Doubtless excessive mortality among our colored people is due in part to bad food, bad clothing, bad housing, ignorance, and poverty, and to that extent it may be said to be preventable. But apparently it is due in part to present racial unfitness for the life to which they are now subjected, and in so far as that is true no improvement can be expected until nature by her processes of evolution has produced a more resistant generation of colored people.

MORTALITY WITH REFERENCE TO PLACE.

Elsewhere in this report appear a table and a map showing the relative mortality in different sections of the District. Until recently it has been impossible to make any definite statement of this kind, and it is possible now only because of the taking of annual police censuses during recent years. When the health department has been provided with a force that will permit it to analyze the figures that are thus accumulating, it will be able, it is hoped, to determine better what, if anything, can be done to diminish the death rates in those particular localities where they are relatively high, and thus to reduce the death rate for the District as a whole. Until such a determination has been made, however, it will be impossible to apply remedial measures in the most direct and effective manner, or, in fact, even to tell what measures, if any, are practicable.
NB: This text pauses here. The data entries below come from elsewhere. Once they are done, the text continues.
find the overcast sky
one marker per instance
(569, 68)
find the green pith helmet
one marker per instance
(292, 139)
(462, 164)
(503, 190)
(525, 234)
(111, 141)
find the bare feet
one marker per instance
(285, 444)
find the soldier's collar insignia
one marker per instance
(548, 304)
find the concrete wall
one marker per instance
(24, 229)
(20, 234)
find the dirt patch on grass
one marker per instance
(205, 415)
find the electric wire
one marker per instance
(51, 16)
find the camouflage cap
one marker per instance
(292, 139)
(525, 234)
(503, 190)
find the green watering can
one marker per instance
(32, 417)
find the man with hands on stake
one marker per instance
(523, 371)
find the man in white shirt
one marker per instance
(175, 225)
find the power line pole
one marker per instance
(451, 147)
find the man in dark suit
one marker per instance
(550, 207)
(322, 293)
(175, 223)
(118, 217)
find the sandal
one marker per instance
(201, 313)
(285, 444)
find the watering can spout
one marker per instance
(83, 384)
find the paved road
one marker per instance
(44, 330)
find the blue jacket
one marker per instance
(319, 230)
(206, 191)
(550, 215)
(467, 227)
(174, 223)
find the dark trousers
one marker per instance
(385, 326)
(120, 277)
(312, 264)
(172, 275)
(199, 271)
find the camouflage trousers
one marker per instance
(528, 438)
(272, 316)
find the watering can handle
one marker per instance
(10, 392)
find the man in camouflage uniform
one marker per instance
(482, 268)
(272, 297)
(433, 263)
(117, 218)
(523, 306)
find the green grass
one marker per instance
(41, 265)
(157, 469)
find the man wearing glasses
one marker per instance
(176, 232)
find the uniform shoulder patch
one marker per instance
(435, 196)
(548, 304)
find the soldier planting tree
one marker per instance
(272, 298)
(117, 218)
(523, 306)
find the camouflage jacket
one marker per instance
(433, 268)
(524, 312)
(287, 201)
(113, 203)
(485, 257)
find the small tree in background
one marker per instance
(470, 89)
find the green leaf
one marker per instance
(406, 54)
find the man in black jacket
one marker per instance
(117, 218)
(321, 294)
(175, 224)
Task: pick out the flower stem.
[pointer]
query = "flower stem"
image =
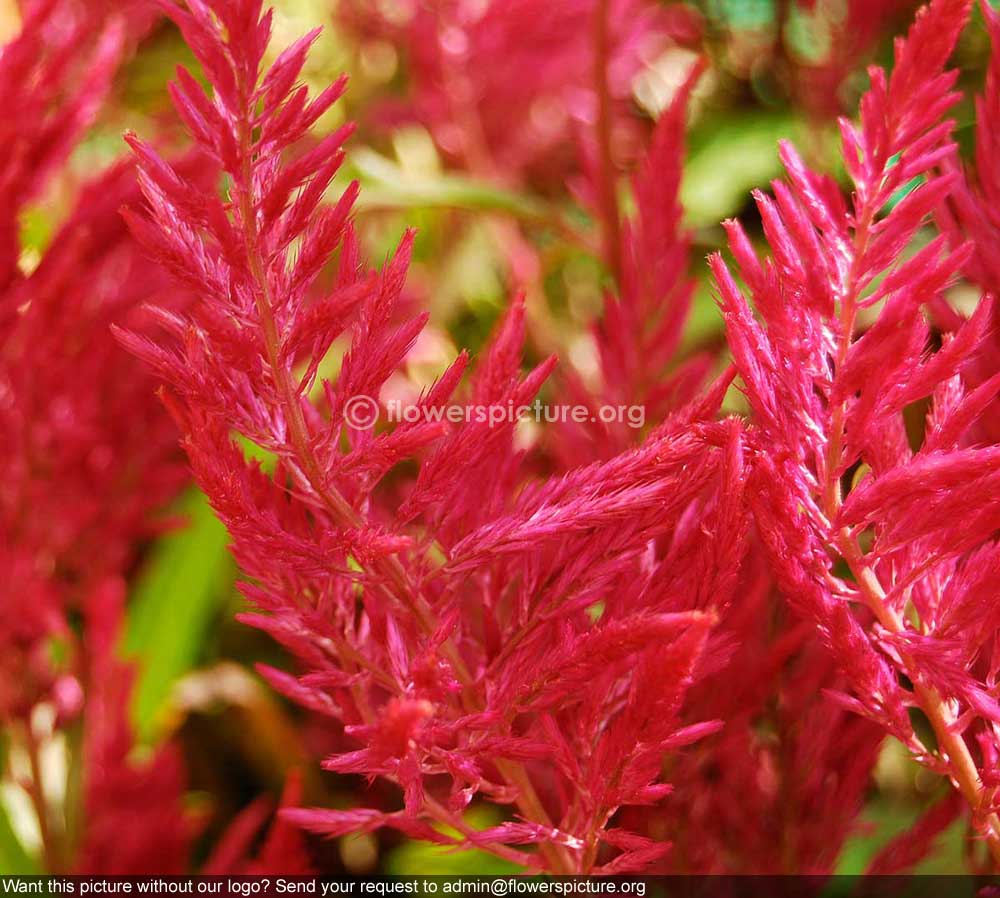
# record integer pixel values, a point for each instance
(606, 185)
In addition to the study of the mortality of the District with respect to more or less arbitrarily fixed vital statistic sections, the department has compiled as usual figures to show the relative mortality for our street and alley populations. The table on the following page shows some of the results.

a See page 311.

Comparison of death rates for white and for colored people living in alley and in street dwellings in the District of Columbia, during the calendar year 1907.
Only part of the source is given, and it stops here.